FPGA Accelerator for 3DES Algorithm Based on OpenCL: Design and Performance Analysis

1. Introduction & Overview

This paper presents the design and implementation of a high-performance Field-Programmable Gate Array (FPGA) accelerator for the Triple Data Encryption Standard (3DES) algorithm, utilizing the Open Computing Language (OpenCL) framework. The core motivation addresses critical limitations in current data encryption practices within domains like digital currency, blockchain, and cloud data security. Traditional software-based encryption suffers from slow computation speeds, high host resource consumption, and significant power draw. Conversely, FPGA implementations using hardware description languages (HDLs) like Verilog/VHDL, while performant, entail long development cycles and pose challenges for maintenance and upgrades.

The proposed solution leverages OpenCL's high-level synthesis (HLS) capabilities to bridge this gap. It aims to achieve near-hardware performance while significantly improving developer productivity and design flexibility. The accelerator employs a 48-iteration pipeline parallel structure (matching 3DES's three 16-round DES operations) and integrates multiple optimization strategies across data transmission and computation kernels to maximize throughput and energy efficiency on an Intel Stratix 10 GX2800 FPGA platform.

111.8 Gb/s

Peak Throughput

372x

vs. CPU (i7-9700)

9x

Energy Eff. vs. GPU (GTX 1080 Ti)

48

Pipeline Stages

2. Technical Background & Related Work

2.1 The 3DES Algorithm

3DES (Triple DES) is a symmetric-key block cipher constructed from the Data Encryption Standard (DES). To enhance security against brute-force attacks exploiting DES's 56-bit key vulnerability, 3DES applies the DES cipher three times with either two or three independent keys. The variant discussed here uses three keys (K1, K2, K3) for an effective key length of 168 bits, following the Encrypt-Decrypt-Encrypt (EDE) sequence: $Ciphertext = E_{K3}(D_{K2}(E_{K1}(Plaintext)))$. This results in 48 rounds of Feistel network operations (3 * 16). Despite being superseded by AES for new applications, 3DES remains widely deployed in legacy financial systems, electronic payment networks (as noted in the People's Bank of China specifications), and other areas where backward compatibility is crucial.

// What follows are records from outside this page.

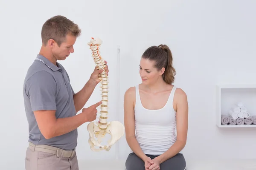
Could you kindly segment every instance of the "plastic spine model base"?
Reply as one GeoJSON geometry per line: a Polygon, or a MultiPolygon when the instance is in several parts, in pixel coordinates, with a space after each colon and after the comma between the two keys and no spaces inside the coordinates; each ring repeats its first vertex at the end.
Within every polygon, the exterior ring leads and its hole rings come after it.
{"type": "Polygon", "coordinates": [[[89,134],[88,143],[91,150],[95,152],[104,150],[109,151],[111,146],[119,140],[124,135],[125,133],[124,126],[121,122],[116,121],[108,122],[107,121],[108,114],[108,77],[105,71],[105,60],[101,57],[99,52],[99,46],[102,44],[102,41],[99,38],[91,38],[90,42],[88,42],[88,45],[90,45],[90,49],[92,51],[92,56],[97,68],[103,69],[104,70],[99,76],[99,78],[101,79],[100,83],[102,85],[100,88],[102,88],[101,90],[102,91],[102,102],[100,106],[101,109],[99,121],[96,122],[96,125],[93,122],[91,122],[87,126],[87,130],[89,134]],[[107,133],[110,134],[111,139],[108,141],[108,144],[101,144],[102,139],[107,133]],[[95,139],[94,136],[97,138],[97,140],[95,139]]]}

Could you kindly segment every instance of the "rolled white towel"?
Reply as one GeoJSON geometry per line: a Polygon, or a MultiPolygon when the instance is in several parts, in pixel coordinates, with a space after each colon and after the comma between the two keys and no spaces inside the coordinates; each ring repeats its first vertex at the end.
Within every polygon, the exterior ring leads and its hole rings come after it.
{"type": "Polygon", "coordinates": [[[240,118],[244,118],[244,114],[242,112],[240,112],[238,113],[238,117],[240,118]]]}
{"type": "Polygon", "coordinates": [[[246,108],[243,107],[240,108],[240,111],[241,112],[244,113],[246,112],[247,111],[247,108],[246,108]]]}
{"type": "Polygon", "coordinates": [[[237,103],[237,106],[238,106],[239,108],[243,108],[244,106],[244,104],[241,102],[239,102],[237,103]]]}
{"type": "Polygon", "coordinates": [[[244,118],[247,118],[250,116],[250,113],[248,112],[243,113],[243,116],[244,118]]]}
{"type": "Polygon", "coordinates": [[[232,112],[236,113],[239,113],[241,111],[240,108],[238,107],[233,107],[231,108],[232,112]]]}
{"type": "Polygon", "coordinates": [[[236,120],[237,118],[238,118],[238,113],[235,113],[234,111],[233,111],[232,110],[230,110],[229,113],[229,115],[235,120],[236,120]]]}

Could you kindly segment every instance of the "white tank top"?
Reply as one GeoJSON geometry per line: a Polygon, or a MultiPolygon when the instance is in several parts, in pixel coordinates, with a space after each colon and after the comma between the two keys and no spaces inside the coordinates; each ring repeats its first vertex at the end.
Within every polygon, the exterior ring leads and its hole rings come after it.
{"type": "Polygon", "coordinates": [[[139,85],[135,88],[135,136],[144,153],[161,155],[176,140],[176,111],[173,105],[176,87],[174,86],[166,105],[158,110],[144,108],[140,100],[139,85]]]}

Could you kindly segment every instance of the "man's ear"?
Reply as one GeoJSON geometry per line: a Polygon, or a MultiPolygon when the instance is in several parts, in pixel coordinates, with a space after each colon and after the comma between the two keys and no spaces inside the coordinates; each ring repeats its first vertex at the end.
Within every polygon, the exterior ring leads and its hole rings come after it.
{"type": "Polygon", "coordinates": [[[162,68],[161,70],[160,70],[160,75],[162,75],[163,74],[163,73],[164,73],[165,71],[165,68],[164,68],[163,67],[163,68],[162,68]]]}
{"type": "Polygon", "coordinates": [[[48,40],[48,45],[49,47],[51,48],[54,47],[54,45],[55,45],[55,43],[56,42],[55,42],[55,41],[54,41],[54,40],[52,39],[50,39],[48,40]]]}

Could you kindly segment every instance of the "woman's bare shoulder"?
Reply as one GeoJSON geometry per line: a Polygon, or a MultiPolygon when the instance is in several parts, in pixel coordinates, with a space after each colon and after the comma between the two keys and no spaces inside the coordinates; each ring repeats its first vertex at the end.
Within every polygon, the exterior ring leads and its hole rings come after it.
{"type": "Polygon", "coordinates": [[[135,96],[136,94],[135,87],[131,87],[128,88],[125,94],[125,96],[126,98],[129,98],[131,99],[133,99],[135,96]]]}
{"type": "Polygon", "coordinates": [[[180,88],[177,88],[175,92],[179,97],[186,97],[186,94],[185,91],[180,88]]]}

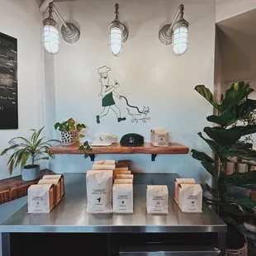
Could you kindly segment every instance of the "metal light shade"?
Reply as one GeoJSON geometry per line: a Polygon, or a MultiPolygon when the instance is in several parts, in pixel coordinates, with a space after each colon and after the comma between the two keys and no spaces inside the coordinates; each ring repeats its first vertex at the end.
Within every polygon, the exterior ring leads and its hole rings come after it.
{"type": "Polygon", "coordinates": [[[124,24],[113,21],[109,25],[109,47],[114,56],[119,56],[123,50],[123,43],[127,40],[128,31],[124,24]]]}
{"type": "Polygon", "coordinates": [[[173,26],[172,35],[173,52],[175,55],[183,55],[188,48],[188,22],[183,18],[173,26]]]}
{"type": "Polygon", "coordinates": [[[59,33],[56,21],[48,17],[43,21],[43,45],[50,55],[56,55],[59,50],[59,33]]]}
{"type": "Polygon", "coordinates": [[[119,21],[119,4],[115,4],[116,17],[109,24],[109,48],[114,56],[120,56],[123,50],[123,43],[128,38],[128,30],[125,24],[119,21]]]}
{"type": "Polygon", "coordinates": [[[66,23],[67,26],[62,26],[61,35],[63,39],[69,44],[76,43],[80,38],[80,31],[73,23],[66,23]]]}

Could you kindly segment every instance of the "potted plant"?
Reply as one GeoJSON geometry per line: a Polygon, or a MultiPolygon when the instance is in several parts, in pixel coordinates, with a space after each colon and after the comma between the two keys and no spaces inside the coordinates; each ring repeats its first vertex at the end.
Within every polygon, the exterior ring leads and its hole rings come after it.
{"type": "Polygon", "coordinates": [[[79,142],[79,138],[84,137],[80,131],[86,128],[84,124],[76,124],[73,118],[69,118],[63,122],[57,122],[55,129],[61,131],[61,143],[64,145],[70,145],[79,142]]]}
{"type": "Polygon", "coordinates": [[[192,157],[199,161],[213,178],[213,186],[206,184],[211,197],[203,197],[209,206],[213,206],[220,216],[228,224],[226,255],[247,255],[247,242],[238,228],[244,219],[252,217],[253,207],[256,202],[248,197],[232,197],[228,194],[230,186],[243,188],[255,188],[256,172],[225,174],[225,164],[230,157],[237,157],[248,161],[256,160],[256,151],[249,143],[246,136],[256,132],[255,124],[238,126],[256,109],[256,101],[248,98],[254,91],[249,83],[235,83],[222,95],[220,102],[216,102],[211,91],[204,85],[197,85],[195,90],[205,97],[216,110],[217,115],[211,115],[206,120],[217,126],[205,127],[198,135],[213,150],[211,158],[203,152],[192,149],[192,157]],[[234,229],[235,227],[235,229],[234,229]],[[234,231],[235,230],[235,231],[234,231]]]}
{"type": "Polygon", "coordinates": [[[49,158],[54,158],[54,154],[50,154],[48,149],[51,147],[51,142],[59,142],[57,140],[44,140],[45,137],[40,137],[40,135],[44,127],[39,130],[31,130],[33,131],[31,140],[24,137],[16,137],[12,139],[9,143],[12,143],[16,140],[20,140],[19,143],[13,144],[10,147],[3,149],[1,155],[3,155],[10,150],[16,151],[10,156],[7,165],[8,173],[12,174],[12,170],[18,165],[21,166],[22,180],[31,181],[39,178],[40,166],[36,164],[39,160],[49,160],[49,158]],[[31,164],[27,162],[31,160],[31,164]]]}

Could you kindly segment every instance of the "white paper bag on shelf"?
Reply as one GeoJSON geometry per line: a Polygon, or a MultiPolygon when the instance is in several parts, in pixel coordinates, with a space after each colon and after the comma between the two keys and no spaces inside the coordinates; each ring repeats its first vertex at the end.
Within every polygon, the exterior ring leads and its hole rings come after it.
{"type": "Polygon", "coordinates": [[[115,213],[133,213],[132,184],[114,184],[112,203],[115,213]]]}
{"type": "Polygon", "coordinates": [[[178,198],[183,212],[202,212],[202,189],[199,184],[179,184],[178,198]]]}
{"type": "Polygon", "coordinates": [[[168,214],[168,191],[166,185],[147,186],[147,212],[168,214]]]}
{"type": "Polygon", "coordinates": [[[96,160],[95,164],[115,164],[116,160],[96,160]]]}
{"type": "Polygon", "coordinates": [[[133,179],[133,174],[116,174],[116,179],[133,179]]]}
{"type": "Polygon", "coordinates": [[[123,178],[123,179],[118,179],[116,178],[114,180],[114,184],[132,184],[133,183],[133,180],[131,178],[123,178]]]}
{"type": "Polygon", "coordinates": [[[96,164],[92,165],[92,170],[114,170],[115,164],[96,164]]]}
{"type": "Polygon", "coordinates": [[[52,184],[31,185],[27,190],[29,213],[48,213],[54,207],[52,184]]]}
{"type": "Polygon", "coordinates": [[[112,212],[111,170],[92,170],[86,174],[87,211],[89,213],[112,212]]]}

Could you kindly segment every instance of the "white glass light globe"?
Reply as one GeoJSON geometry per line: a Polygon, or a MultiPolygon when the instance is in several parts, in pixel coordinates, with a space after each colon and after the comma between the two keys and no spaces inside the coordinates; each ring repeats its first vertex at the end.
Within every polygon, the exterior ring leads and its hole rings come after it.
{"type": "Polygon", "coordinates": [[[122,30],[121,28],[116,26],[111,28],[109,46],[113,55],[120,55],[123,49],[122,30]]]}
{"type": "Polygon", "coordinates": [[[43,45],[50,55],[56,55],[59,50],[59,33],[55,26],[46,25],[43,28],[43,45]]]}
{"type": "Polygon", "coordinates": [[[188,29],[187,26],[177,27],[173,34],[173,51],[176,55],[183,55],[188,48],[188,29]]]}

2.2 OpenCL for FPGA Acceleration

OpenCL provides a standardized framework for parallel programming across heterogeneous platforms (CPUs, GPUs, FPGAs, DSPs). For FPGAs, tools like the Intel FPGA SDK for OpenCL act as HLS compilers, translating kernel code written in a C-like language into efficient hardware circuits. This abstracts away low-level HDL complexities, enabling software engineers to exploit FPGA parallelism. Prior research demonstrates its efficacy: optimized MD5 hashing achieved 6.1x speedup [4], Kuznyechik cipher reached 41 Gb/s [5], and AES implementations leveraged OpenCL's SIMD capabilities [6]. This work extends the paradigm to 3DES, focusing on architecture-aware optimizations specific to the algorithm's structure and FPGA memory hierarchy.

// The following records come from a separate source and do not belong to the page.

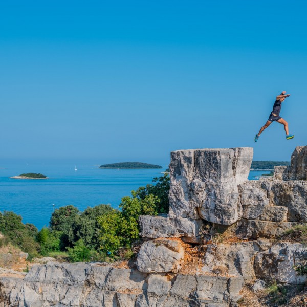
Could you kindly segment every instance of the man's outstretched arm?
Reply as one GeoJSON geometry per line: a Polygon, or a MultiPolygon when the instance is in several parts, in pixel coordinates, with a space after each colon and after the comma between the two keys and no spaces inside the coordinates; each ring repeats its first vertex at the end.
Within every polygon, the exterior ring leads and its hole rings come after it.
{"type": "Polygon", "coordinates": [[[276,96],[276,99],[277,99],[278,100],[278,99],[282,97],[288,97],[290,96],[290,94],[287,94],[287,95],[286,95],[286,91],[283,91],[280,95],[279,95],[278,96],[276,96]]]}

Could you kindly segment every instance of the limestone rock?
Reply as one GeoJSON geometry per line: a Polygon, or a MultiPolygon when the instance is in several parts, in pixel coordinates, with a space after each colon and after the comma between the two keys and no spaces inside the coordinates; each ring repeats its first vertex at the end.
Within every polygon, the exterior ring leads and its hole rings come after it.
{"type": "Polygon", "coordinates": [[[254,242],[209,245],[202,271],[242,276],[246,281],[255,278],[253,259],[260,248],[254,242]]]}
{"type": "Polygon", "coordinates": [[[288,221],[307,222],[307,181],[273,181],[271,189],[274,203],[288,208],[288,221]]]}
{"type": "Polygon", "coordinates": [[[197,243],[203,222],[202,220],[169,218],[163,216],[141,215],[140,235],[143,238],[183,237],[186,242],[197,243]]]}
{"type": "Polygon", "coordinates": [[[257,293],[257,292],[259,292],[259,291],[264,290],[266,289],[266,282],[264,280],[257,279],[253,287],[252,287],[252,290],[253,290],[255,293],[257,293]]]}
{"type": "Polygon", "coordinates": [[[273,179],[275,180],[288,180],[289,169],[289,167],[286,165],[274,166],[273,179]]]}
{"type": "Polygon", "coordinates": [[[306,223],[290,222],[275,222],[242,219],[238,233],[244,237],[274,238],[280,237],[288,229],[298,225],[306,223]]]}
{"type": "Polygon", "coordinates": [[[305,244],[282,243],[269,250],[259,253],[255,260],[255,270],[258,278],[277,282],[303,284],[307,276],[298,275],[295,266],[305,265],[307,248],[305,244]]]}
{"type": "Polygon", "coordinates": [[[177,272],[185,255],[179,239],[156,239],[144,242],[138,255],[137,267],[147,273],[177,272]]]}
{"type": "Polygon", "coordinates": [[[168,280],[165,273],[150,274],[148,283],[147,293],[151,296],[168,295],[171,288],[171,282],[168,280]]]}
{"type": "Polygon", "coordinates": [[[237,221],[237,186],[247,179],[252,156],[248,147],[171,152],[170,217],[200,216],[223,225],[237,221]]]}
{"type": "Polygon", "coordinates": [[[127,289],[146,290],[146,276],[137,270],[113,268],[106,278],[106,289],[118,292],[127,289]]]}
{"type": "Polygon", "coordinates": [[[291,156],[289,180],[307,180],[307,146],[297,146],[291,156]]]}

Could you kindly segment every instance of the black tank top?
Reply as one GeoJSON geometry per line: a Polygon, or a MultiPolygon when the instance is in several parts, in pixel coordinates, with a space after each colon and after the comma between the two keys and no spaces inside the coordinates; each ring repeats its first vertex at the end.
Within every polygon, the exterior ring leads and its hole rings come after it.
{"type": "Polygon", "coordinates": [[[277,115],[277,116],[279,116],[281,109],[281,101],[280,101],[280,99],[275,100],[274,105],[273,106],[273,111],[272,111],[272,113],[274,113],[274,114],[276,114],[276,115],[277,115]]]}

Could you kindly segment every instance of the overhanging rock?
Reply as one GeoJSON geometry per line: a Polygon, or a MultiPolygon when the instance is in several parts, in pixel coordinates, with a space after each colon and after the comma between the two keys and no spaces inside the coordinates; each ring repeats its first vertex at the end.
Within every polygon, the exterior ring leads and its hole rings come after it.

3. Accelerator Architecture & Design

The core innovation lies in a co-designed architecture that optimizes both data movement and computation.

3.1 Overall Pipeline Parallel Structure

The accelerator is designed around a deep pipeline that maps directly to the 48 rounds of 3DES. Each round's operations are finely pipelined, allowing a new data block to enter the pipeline every clock cycle after an initial latency. This spatial parallelism is crucial for sustaining high throughput.

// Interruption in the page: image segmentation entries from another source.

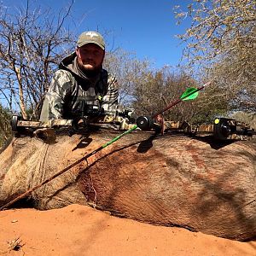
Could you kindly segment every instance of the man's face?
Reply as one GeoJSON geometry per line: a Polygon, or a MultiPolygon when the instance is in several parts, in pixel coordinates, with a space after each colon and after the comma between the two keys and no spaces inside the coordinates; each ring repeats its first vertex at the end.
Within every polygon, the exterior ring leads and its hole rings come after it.
{"type": "Polygon", "coordinates": [[[80,68],[94,71],[102,67],[105,52],[95,44],[87,44],[76,49],[80,68]]]}

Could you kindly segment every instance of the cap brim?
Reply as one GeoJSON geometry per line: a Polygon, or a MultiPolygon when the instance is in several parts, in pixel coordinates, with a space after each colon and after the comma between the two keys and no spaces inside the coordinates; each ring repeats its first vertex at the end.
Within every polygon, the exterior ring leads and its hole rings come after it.
{"type": "Polygon", "coordinates": [[[91,41],[91,40],[90,40],[90,41],[84,41],[83,43],[81,43],[81,44],[79,44],[79,47],[82,47],[82,46],[84,46],[84,45],[85,45],[85,44],[96,44],[96,45],[98,45],[99,47],[101,47],[103,50],[105,49],[104,45],[99,44],[98,42],[95,42],[95,41],[91,41]]]}

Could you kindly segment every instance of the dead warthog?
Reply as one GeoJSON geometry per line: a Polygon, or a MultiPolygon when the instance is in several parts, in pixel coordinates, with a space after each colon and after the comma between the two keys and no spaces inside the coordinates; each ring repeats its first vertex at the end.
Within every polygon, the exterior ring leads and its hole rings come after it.
{"type": "MultiPolygon", "coordinates": [[[[13,140],[0,157],[0,206],[117,134],[13,140]]],[[[135,131],[29,195],[38,209],[72,203],[236,240],[256,236],[256,143],[135,131]],[[214,143],[214,142],[213,142],[214,143]]]]}

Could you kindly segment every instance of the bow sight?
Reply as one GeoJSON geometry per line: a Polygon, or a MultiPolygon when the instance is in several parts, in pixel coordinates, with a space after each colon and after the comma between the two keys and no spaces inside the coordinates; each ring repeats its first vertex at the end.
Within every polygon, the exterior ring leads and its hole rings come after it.
{"type": "Polygon", "coordinates": [[[216,118],[213,125],[190,125],[187,122],[173,121],[165,121],[161,125],[150,116],[140,116],[137,119],[137,125],[143,131],[154,130],[156,132],[166,131],[166,132],[179,131],[191,135],[212,134],[218,140],[244,139],[246,137],[256,135],[255,130],[250,129],[245,122],[227,118],[216,118]]]}

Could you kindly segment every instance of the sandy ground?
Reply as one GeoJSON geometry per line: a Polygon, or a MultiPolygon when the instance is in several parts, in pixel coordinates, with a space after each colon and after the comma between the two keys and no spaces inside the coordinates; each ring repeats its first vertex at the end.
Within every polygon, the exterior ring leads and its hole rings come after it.
{"type": "Polygon", "coordinates": [[[93,208],[0,212],[0,255],[256,255],[241,242],[119,218],[93,208]],[[9,249],[20,237],[21,247],[9,249]]]}

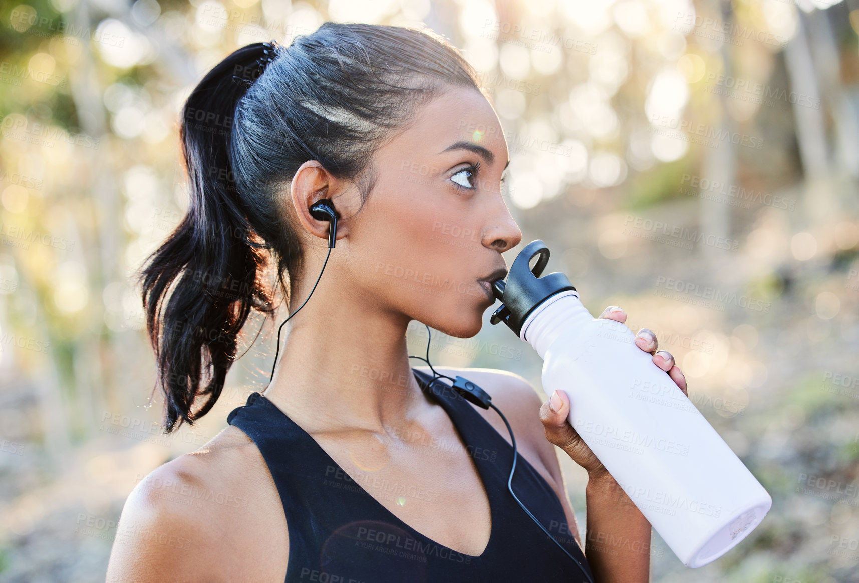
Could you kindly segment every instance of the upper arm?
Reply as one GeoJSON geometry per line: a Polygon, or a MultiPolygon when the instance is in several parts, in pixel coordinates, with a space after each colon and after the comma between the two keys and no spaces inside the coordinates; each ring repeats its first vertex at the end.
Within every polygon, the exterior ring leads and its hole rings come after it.
{"type": "Polygon", "coordinates": [[[210,525],[206,528],[204,516],[175,494],[193,481],[176,462],[179,459],[150,473],[125,501],[111,550],[107,581],[216,579],[201,561],[201,550],[210,545],[215,529],[210,525]]]}
{"type": "MultiPolygon", "coordinates": [[[[509,416],[508,421],[517,436],[516,445],[519,446],[521,442],[518,437],[521,433],[524,440],[527,440],[527,446],[533,448],[533,451],[536,451],[539,456],[544,467],[549,472],[548,477],[543,475],[543,477],[545,478],[545,481],[555,491],[555,495],[557,496],[558,501],[560,501],[564,516],[566,517],[569,531],[564,531],[562,528],[555,531],[550,530],[550,532],[555,537],[564,538],[572,536],[582,552],[584,552],[584,546],[579,536],[578,525],[576,523],[576,514],[573,513],[572,505],[570,503],[566,483],[564,479],[561,465],[557,459],[557,448],[546,439],[545,428],[539,419],[539,410],[543,406],[543,402],[537,393],[537,390],[526,379],[510,373],[508,373],[504,376],[508,379],[506,382],[509,385],[507,391],[502,394],[506,393],[504,401],[508,406],[504,408],[501,404],[497,404],[496,406],[502,412],[504,412],[505,416],[509,416]],[[508,374],[509,376],[507,376],[508,374]],[[516,417],[516,424],[514,424],[512,419],[509,418],[511,414],[506,413],[506,410],[512,411],[512,415],[516,417]]],[[[539,471],[539,465],[532,464],[532,465],[539,471]]],[[[544,526],[547,529],[549,528],[547,525],[544,525],[544,526]]]]}

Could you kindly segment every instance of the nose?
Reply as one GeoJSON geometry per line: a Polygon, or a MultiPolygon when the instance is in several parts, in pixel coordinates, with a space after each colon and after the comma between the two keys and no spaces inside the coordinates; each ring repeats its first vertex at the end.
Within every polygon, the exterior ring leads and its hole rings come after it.
{"type": "Polygon", "coordinates": [[[522,232],[500,195],[493,198],[489,216],[488,226],[483,232],[484,246],[503,252],[519,245],[522,240],[522,232]]]}

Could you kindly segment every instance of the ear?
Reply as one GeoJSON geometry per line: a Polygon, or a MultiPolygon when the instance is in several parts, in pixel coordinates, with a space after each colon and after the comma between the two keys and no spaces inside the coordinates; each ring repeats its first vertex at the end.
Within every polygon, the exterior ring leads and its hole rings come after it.
{"type": "MultiPolygon", "coordinates": [[[[347,185],[326,170],[316,160],[308,160],[298,167],[289,183],[289,197],[292,198],[295,216],[307,231],[314,237],[328,240],[327,221],[320,221],[310,214],[310,207],[323,198],[331,198],[340,217],[344,213],[338,203],[338,197],[347,185]]],[[[348,227],[345,221],[337,221],[337,239],[346,235],[348,227]]]]}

3.2 Data Transmission Module Optimizations

To avoid the processor becoming memory-bound, the design implements two key strategies:

Data Storage Adjustment: Reorganizing data structures in host and device memory to enable efficient burst transfers and align with the FPGA's memory controller capabilities, reducing access overhead.
Data Bit-width Improvement: Increasing the width of data paths between memory and the kernel processing elements. This maximizes the utilization of the available external memory bandwidth, feeding the computational units more efficiently.

3.3 Algorithm Kernel Optimizations

Within the OpenCL kernel implementing the 3DES cipher, several optimizations are applied:

Instruction Stream Optimization: Restructuring the kernel code to minimize dependencies and create a continuous, efficient pipeline in the generated hardware. This involves techniques like loop unrolling and operation scheduling.
Kernel Vectorization: Using OpenCL vector data types (e.g., `uint16`) to process multiple data elements simultaneously within a single kernel instance, exploiting data-level parallelism.
Compute Unit Replication: Instantiating multiple copies of the optimized kernel (Compute Units or CUs) on the FPGA fabric. This enables processing multiple independent data streams in parallel, scaling throughput with available resources.

4. Experimental Results & Performance

The accelerator was implemented and tested on an Intel Stratix 10 GX2800 FPGA. The key performance metrics are transformative:

Throughput: Achieved a peak throughput of 111.801 Gb/s.
vs. CPU (Intel Core i7-9700): The FPGA accelerator delivers a 372x performance improvement and a staggering 644x improvement in energy efficiency.
vs. GPU (Nvidia GeForce GTX 1080 Ti): While GPUs are strong competitors in parallel compute, this FPGA design still achieves a 20% higher performance and a 9x better energy efficiency.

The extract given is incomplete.